E a versão de Andre venceu: no tribunal não se encontraram evidências definitivas que o atestassem porquê matador, embora, porquê o podcast mostra, as várias versões conflitantes que ele mesmo contou permitissem suspeitas razoáveis sobre ele e a investigação. No mundo artístico, sua curso seguiu sem maiores perturbações.
Mas Mendieta e sua produção também foram julgadas: sua personalidade intempestiva, suas performances tematizando a morte e o corpo feminino e mesmo seu interesse pela santeria —religião de matriz africana presente em Cuba e tematizada em seu trabalho— tudo isso serviu para cevar a argumentação de que ela teria se matado.
Só que Molesworth consegue ir além da morte da artista, recuperando a relevância crescente da cubana hoje. Esse é um duelo pessoal que o podcast enfrenta com sucesso —descrever, ou melhor, descrever sobre produções de artes visuais.
Em ambas as temporadas isso surge de forma muito integrada à narração e às percepções das apresentadoras, que ao relataram porquê tais produções as afetam, nos fazem um invitação sensível a imaginar —e mesmo a procurarmos depois— porquê essas obras são. Talvez poderíamos ter tido mais momentos destes.
É notável na segunda temporada o momento em que Lee Krasner visitante a galeria que mais tarde se tornaria o Museu de Arte Moderna de Novidade York. Aluna de uma prestigiosa, mas conservadora escola de arte na cidade, Krasner é impactada pelo que descobre ali. São obras porquê a de Picasso, Magritte e outros expoentes da arte moderna europeia, que se afastam cada vez mais do papel figurativo da arte. Essa invenção abriria os caminhos da produção mais abstrata de sua obra multifacetada.
Conduzida por Katy Hessel, que mantém a narrativa envolvente de Molesworth, a segunda temporada, aliás, expande para outros sentidos a ideia-guia do podcast. Da morte de qual artista se está falando —ou ainda, de que morte?
Pode ser a “morte” parcial da curso artística de Krasner enquanto Pollock era vivo, já que ela serviu de verdadeiro sustento à curso dele.
Mas pode ser também a morte da imagem mítica de Pollock porquê o maior artista plástico americano do século pretérito —ou ao menos da aura de gênio individual.
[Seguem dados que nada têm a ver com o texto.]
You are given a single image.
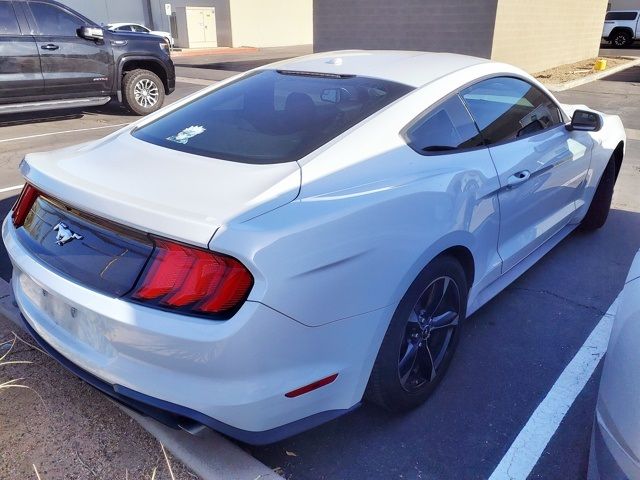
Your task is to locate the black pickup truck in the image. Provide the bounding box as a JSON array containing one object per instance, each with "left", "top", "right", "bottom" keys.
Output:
[{"left": 0, "top": 0, "right": 175, "bottom": 115}]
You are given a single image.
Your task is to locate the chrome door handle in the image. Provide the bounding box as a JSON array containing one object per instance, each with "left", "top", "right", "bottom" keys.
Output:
[{"left": 507, "top": 170, "right": 531, "bottom": 187}]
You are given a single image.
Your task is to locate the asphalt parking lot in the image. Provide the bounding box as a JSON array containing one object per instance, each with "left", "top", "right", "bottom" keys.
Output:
[{"left": 0, "top": 62, "right": 640, "bottom": 480}]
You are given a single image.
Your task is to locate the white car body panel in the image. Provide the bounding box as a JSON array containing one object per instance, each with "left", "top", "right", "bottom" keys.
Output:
[
  {"left": 3, "top": 51, "right": 625, "bottom": 440},
  {"left": 22, "top": 134, "right": 300, "bottom": 247},
  {"left": 589, "top": 252, "right": 640, "bottom": 480}
]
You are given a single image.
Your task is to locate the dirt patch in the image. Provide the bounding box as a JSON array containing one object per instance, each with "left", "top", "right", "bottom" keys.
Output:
[
  {"left": 533, "top": 57, "right": 635, "bottom": 85},
  {"left": 0, "top": 316, "right": 198, "bottom": 480}
]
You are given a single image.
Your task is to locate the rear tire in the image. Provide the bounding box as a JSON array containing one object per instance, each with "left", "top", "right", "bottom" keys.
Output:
[
  {"left": 610, "top": 30, "right": 633, "bottom": 48},
  {"left": 365, "top": 256, "right": 468, "bottom": 412},
  {"left": 122, "top": 69, "right": 164, "bottom": 115},
  {"left": 580, "top": 157, "right": 616, "bottom": 230}
]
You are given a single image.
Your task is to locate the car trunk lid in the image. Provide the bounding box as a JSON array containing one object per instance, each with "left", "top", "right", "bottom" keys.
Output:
[{"left": 22, "top": 130, "right": 300, "bottom": 248}]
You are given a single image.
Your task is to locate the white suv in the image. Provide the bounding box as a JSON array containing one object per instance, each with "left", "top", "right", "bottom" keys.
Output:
[{"left": 602, "top": 10, "right": 640, "bottom": 48}]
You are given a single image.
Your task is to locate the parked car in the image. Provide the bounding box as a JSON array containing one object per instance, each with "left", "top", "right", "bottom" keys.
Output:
[
  {"left": 602, "top": 10, "right": 640, "bottom": 48},
  {"left": 3, "top": 51, "right": 625, "bottom": 443},
  {"left": 0, "top": 0, "right": 175, "bottom": 115},
  {"left": 107, "top": 23, "right": 174, "bottom": 47},
  {"left": 588, "top": 252, "right": 640, "bottom": 480}
]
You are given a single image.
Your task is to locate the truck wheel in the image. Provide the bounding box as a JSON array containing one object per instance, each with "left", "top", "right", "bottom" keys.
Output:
[
  {"left": 122, "top": 69, "right": 164, "bottom": 115},
  {"left": 611, "top": 30, "right": 633, "bottom": 48}
]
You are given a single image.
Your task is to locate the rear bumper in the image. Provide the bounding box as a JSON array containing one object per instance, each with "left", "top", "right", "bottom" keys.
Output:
[
  {"left": 587, "top": 410, "right": 640, "bottom": 480},
  {"left": 2, "top": 216, "right": 384, "bottom": 444},
  {"left": 21, "top": 316, "right": 360, "bottom": 445}
]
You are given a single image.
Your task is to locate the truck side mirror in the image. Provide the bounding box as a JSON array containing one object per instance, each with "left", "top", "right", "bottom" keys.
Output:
[{"left": 78, "top": 26, "right": 104, "bottom": 40}]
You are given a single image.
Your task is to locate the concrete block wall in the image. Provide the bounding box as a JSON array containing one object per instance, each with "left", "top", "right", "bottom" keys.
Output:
[
  {"left": 491, "top": 0, "right": 607, "bottom": 72},
  {"left": 313, "top": 0, "right": 498, "bottom": 57}
]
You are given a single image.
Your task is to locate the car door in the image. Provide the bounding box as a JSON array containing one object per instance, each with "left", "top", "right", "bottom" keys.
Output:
[
  {"left": 0, "top": 0, "right": 44, "bottom": 99},
  {"left": 461, "top": 77, "right": 592, "bottom": 272},
  {"left": 28, "top": 1, "right": 113, "bottom": 97},
  {"left": 403, "top": 92, "right": 502, "bottom": 291}
]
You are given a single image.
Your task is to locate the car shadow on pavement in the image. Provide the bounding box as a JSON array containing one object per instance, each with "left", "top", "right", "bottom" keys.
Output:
[
  {"left": 0, "top": 102, "right": 134, "bottom": 128},
  {"left": 250, "top": 209, "right": 640, "bottom": 480},
  {"left": 605, "top": 65, "right": 640, "bottom": 83}
]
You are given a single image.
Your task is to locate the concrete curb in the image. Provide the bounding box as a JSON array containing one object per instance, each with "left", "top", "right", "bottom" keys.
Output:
[
  {"left": 543, "top": 58, "right": 640, "bottom": 92},
  {"left": 0, "top": 278, "right": 283, "bottom": 480},
  {"left": 176, "top": 77, "right": 218, "bottom": 87},
  {"left": 171, "top": 47, "right": 260, "bottom": 58}
]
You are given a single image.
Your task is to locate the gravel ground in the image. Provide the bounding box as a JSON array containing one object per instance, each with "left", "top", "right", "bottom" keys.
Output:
[
  {"left": 533, "top": 57, "right": 635, "bottom": 85},
  {"left": 0, "top": 316, "right": 198, "bottom": 480}
]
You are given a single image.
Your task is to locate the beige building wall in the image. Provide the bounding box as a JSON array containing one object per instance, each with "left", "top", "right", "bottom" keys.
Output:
[
  {"left": 609, "top": 0, "right": 640, "bottom": 10},
  {"left": 229, "top": 0, "right": 312, "bottom": 47},
  {"left": 491, "top": 0, "right": 607, "bottom": 73}
]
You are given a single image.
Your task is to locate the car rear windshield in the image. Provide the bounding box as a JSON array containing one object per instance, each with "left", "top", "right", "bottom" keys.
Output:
[
  {"left": 133, "top": 70, "right": 412, "bottom": 163},
  {"left": 605, "top": 12, "right": 638, "bottom": 20}
]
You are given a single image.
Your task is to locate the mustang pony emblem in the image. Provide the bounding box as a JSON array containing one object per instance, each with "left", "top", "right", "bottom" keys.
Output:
[{"left": 53, "top": 222, "right": 84, "bottom": 246}]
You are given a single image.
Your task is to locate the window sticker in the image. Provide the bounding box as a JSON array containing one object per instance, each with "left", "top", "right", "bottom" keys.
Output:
[{"left": 167, "top": 125, "right": 206, "bottom": 145}]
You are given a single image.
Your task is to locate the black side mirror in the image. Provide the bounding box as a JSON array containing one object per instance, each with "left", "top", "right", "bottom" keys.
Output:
[
  {"left": 567, "top": 110, "right": 602, "bottom": 132},
  {"left": 78, "top": 26, "right": 104, "bottom": 40}
]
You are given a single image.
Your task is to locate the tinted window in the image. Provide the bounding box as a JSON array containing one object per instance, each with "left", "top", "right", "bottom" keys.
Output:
[
  {"left": 407, "top": 95, "right": 482, "bottom": 153},
  {"left": 461, "top": 77, "right": 562, "bottom": 144},
  {"left": 133, "top": 70, "right": 411, "bottom": 163},
  {"left": 29, "top": 2, "right": 85, "bottom": 37},
  {"left": 0, "top": 2, "right": 20, "bottom": 35},
  {"left": 605, "top": 12, "right": 638, "bottom": 20}
]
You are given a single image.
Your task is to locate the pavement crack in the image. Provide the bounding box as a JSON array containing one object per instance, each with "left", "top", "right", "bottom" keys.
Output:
[{"left": 507, "top": 287, "right": 607, "bottom": 316}]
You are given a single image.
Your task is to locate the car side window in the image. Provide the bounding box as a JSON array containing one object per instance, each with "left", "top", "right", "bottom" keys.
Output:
[
  {"left": 461, "top": 77, "right": 563, "bottom": 145},
  {"left": 0, "top": 2, "right": 20, "bottom": 35},
  {"left": 406, "top": 95, "right": 482, "bottom": 155},
  {"left": 29, "top": 2, "right": 85, "bottom": 37}
]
Uma vez que conta o podcast, além de inspirar Pollock porquê artista, Krasner foi quem teve faro e atitude para inseri-lo no mercado de arte, trazendo um crítico de peso que promovesse suas obras, negociando-as em galerias —postura empreendedora impensável para mulheres no mundo das artes no meio do século pretérito.
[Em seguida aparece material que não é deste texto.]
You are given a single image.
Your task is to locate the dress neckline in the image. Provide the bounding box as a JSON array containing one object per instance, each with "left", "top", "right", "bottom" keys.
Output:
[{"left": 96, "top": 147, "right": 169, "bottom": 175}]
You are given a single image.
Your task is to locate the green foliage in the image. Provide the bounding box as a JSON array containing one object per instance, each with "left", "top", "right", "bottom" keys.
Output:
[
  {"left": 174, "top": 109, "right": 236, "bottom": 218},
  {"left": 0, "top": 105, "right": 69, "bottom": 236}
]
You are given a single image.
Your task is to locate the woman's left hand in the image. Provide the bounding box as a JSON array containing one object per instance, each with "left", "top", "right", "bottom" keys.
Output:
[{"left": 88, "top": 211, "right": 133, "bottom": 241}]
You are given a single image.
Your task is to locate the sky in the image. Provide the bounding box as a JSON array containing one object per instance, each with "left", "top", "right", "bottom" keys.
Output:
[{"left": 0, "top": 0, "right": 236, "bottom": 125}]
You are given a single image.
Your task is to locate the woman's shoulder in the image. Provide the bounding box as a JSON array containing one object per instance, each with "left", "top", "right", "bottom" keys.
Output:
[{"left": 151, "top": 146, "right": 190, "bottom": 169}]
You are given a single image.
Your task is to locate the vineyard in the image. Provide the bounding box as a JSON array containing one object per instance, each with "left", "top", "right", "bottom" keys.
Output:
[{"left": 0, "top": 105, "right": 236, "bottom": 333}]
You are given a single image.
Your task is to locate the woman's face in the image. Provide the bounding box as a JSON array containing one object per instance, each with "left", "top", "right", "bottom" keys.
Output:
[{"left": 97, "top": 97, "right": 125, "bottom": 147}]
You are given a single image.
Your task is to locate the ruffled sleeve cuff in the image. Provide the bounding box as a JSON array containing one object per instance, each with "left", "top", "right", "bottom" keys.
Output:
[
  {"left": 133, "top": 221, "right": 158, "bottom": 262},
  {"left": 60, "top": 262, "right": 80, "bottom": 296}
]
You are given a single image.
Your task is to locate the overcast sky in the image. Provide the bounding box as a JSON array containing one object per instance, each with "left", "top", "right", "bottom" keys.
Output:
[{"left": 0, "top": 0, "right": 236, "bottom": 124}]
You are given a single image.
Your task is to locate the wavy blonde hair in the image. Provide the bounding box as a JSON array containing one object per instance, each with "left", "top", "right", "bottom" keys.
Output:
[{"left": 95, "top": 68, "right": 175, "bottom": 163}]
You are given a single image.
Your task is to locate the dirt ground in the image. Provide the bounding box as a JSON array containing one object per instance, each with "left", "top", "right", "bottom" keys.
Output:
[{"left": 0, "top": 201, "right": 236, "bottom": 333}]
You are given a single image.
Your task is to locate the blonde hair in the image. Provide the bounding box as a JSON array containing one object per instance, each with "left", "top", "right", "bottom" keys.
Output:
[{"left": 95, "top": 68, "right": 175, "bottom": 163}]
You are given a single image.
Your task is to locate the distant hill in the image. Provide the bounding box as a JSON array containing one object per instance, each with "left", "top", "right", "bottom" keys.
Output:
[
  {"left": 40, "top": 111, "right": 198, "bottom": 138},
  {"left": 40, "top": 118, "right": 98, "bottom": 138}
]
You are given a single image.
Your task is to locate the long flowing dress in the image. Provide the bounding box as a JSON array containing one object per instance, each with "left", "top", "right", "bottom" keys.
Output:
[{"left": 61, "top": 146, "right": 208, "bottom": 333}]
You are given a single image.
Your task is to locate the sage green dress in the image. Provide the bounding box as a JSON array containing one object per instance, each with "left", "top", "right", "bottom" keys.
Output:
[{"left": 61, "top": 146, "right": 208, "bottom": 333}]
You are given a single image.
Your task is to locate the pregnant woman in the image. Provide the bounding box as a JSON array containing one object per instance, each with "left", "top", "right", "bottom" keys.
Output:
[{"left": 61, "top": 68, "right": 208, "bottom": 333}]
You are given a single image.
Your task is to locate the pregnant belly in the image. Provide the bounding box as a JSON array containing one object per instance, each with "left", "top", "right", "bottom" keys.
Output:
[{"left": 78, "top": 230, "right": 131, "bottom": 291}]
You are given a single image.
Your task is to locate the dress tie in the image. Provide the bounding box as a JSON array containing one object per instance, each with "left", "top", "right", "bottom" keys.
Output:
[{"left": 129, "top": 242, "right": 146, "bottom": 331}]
É com o acidente de coche em que um embriagado Pollock morre que a segunda temporada abre. O evento, e porquê foi dirigido com maestria e objetividade por Krasner, é simbólico da relação entre ambos. Daí seguimos para uma cronologia da vida de Krasner até retornar à morte de Pollock e depois, quando a curso dela mesmo ascendeu, agora ocupando com suas telas os espaços que antes cedeu ao companheiro.
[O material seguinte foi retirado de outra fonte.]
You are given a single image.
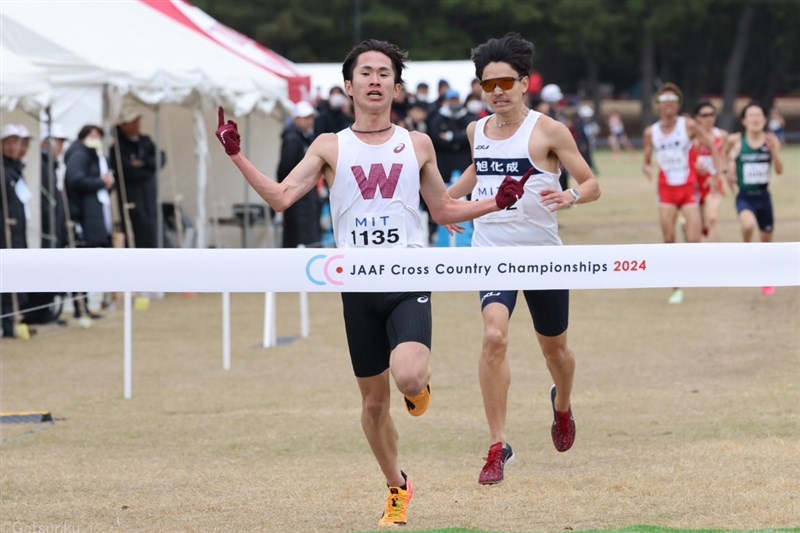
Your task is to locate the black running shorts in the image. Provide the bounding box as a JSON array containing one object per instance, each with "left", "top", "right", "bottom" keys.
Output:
[
  {"left": 342, "top": 292, "right": 432, "bottom": 378},
  {"left": 480, "top": 289, "right": 569, "bottom": 337}
]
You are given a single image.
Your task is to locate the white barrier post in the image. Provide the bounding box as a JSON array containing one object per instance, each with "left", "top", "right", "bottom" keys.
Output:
[
  {"left": 300, "top": 292, "right": 311, "bottom": 339},
  {"left": 123, "top": 291, "right": 133, "bottom": 400},
  {"left": 262, "top": 292, "right": 278, "bottom": 348},
  {"left": 297, "top": 244, "right": 309, "bottom": 339},
  {"left": 222, "top": 292, "right": 231, "bottom": 370}
]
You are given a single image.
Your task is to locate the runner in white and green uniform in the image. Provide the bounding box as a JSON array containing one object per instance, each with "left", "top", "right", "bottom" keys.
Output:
[{"left": 725, "top": 102, "right": 783, "bottom": 296}]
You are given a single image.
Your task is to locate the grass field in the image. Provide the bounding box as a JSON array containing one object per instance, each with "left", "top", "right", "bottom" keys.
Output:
[{"left": 0, "top": 148, "right": 800, "bottom": 533}]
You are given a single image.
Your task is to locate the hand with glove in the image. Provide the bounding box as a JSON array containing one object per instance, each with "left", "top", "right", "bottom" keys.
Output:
[
  {"left": 217, "top": 106, "right": 241, "bottom": 155},
  {"left": 494, "top": 167, "right": 534, "bottom": 209}
]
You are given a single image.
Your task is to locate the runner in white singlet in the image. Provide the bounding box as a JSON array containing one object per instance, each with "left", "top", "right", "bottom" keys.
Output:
[
  {"left": 217, "top": 39, "right": 522, "bottom": 526},
  {"left": 450, "top": 34, "right": 600, "bottom": 485}
]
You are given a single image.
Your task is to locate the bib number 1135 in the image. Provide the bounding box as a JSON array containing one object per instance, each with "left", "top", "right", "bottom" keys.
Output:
[{"left": 350, "top": 228, "right": 400, "bottom": 246}]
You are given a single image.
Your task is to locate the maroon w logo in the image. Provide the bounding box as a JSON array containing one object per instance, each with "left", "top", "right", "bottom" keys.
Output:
[{"left": 350, "top": 163, "right": 403, "bottom": 200}]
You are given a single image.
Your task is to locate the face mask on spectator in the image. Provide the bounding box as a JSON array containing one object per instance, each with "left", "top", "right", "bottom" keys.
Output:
[{"left": 83, "top": 138, "right": 103, "bottom": 153}]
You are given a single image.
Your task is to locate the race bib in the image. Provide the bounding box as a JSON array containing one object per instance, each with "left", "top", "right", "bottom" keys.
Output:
[
  {"left": 697, "top": 155, "right": 717, "bottom": 176},
  {"left": 742, "top": 162, "right": 769, "bottom": 185},
  {"left": 347, "top": 213, "right": 407, "bottom": 248},
  {"left": 472, "top": 184, "right": 530, "bottom": 223},
  {"left": 657, "top": 148, "right": 689, "bottom": 186}
]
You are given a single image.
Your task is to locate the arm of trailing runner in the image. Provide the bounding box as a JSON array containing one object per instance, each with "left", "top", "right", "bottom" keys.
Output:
[{"left": 0, "top": 242, "right": 800, "bottom": 292}]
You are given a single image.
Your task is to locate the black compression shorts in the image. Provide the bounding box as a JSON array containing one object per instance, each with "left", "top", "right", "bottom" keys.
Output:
[
  {"left": 342, "top": 292, "right": 432, "bottom": 378},
  {"left": 480, "top": 289, "right": 569, "bottom": 337}
]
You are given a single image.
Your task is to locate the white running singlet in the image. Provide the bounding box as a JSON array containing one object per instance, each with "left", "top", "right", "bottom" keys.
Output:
[
  {"left": 472, "top": 111, "right": 561, "bottom": 246},
  {"left": 330, "top": 126, "right": 425, "bottom": 248},
  {"left": 650, "top": 117, "right": 692, "bottom": 187}
]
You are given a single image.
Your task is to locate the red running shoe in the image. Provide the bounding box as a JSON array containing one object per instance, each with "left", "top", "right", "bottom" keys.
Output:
[
  {"left": 478, "top": 442, "right": 514, "bottom": 485},
  {"left": 550, "top": 385, "right": 575, "bottom": 452}
]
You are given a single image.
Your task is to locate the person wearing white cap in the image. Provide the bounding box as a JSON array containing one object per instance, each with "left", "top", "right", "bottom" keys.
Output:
[
  {"left": 0, "top": 124, "right": 31, "bottom": 338},
  {"left": 540, "top": 83, "right": 564, "bottom": 104},
  {"left": 277, "top": 101, "right": 322, "bottom": 248},
  {"left": 108, "top": 111, "right": 166, "bottom": 248}
]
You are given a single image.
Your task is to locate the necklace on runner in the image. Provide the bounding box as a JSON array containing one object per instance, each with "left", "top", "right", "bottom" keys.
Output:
[
  {"left": 494, "top": 109, "right": 531, "bottom": 128},
  {"left": 350, "top": 124, "right": 394, "bottom": 133}
]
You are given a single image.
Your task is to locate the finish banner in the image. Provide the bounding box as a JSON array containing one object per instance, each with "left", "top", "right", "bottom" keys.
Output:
[{"left": 0, "top": 242, "right": 800, "bottom": 292}]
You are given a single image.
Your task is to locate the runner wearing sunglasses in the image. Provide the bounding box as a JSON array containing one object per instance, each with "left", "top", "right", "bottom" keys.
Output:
[
  {"left": 691, "top": 100, "right": 728, "bottom": 242},
  {"left": 450, "top": 34, "right": 600, "bottom": 485}
]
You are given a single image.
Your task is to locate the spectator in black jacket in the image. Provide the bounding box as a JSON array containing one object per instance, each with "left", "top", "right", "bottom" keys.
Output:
[
  {"left": 108, "top": 112, "right": 166, "bottom": 248},
  {"left": 24, "top": 124, "right": 69, "bottom": 326},
  {"left": 0, "top": 124, "right": 31, "bottom": 338},
  {"left": 423, "top": 89, "right": 477, "bottom": 242},
  {"left": 428, "top": 90, "right": 477, "bottom": 185},
  {"left": 314, "top": 87, "right": 353, "bottom": 138},
  {"left": 65, "top": 124, "right": 114, "bottom": 247},
  {"left": 277, "top": 102, "right": 322, "bottom": 248}
]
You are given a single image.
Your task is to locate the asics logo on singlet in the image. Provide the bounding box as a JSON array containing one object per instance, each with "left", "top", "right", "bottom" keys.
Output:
[{"left": 306, "top": 254, "right": 344, "bottom": 285}]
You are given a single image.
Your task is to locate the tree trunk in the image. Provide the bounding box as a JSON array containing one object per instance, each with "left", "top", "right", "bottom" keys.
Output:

Cá a sonorização soa melhor resolvida também quanto ao uso de trilhas, que não produzem um excesso de quebras e microcenas. Já a opção por efeitos sonoros literais soa dispensável.
Uma vez que uma boa visitante a uma galeria ou museu, saímos de “Death of an Artist” com o libido de voltar. O que se fez até cá mostra que a série ainda pode ter muito a descrever.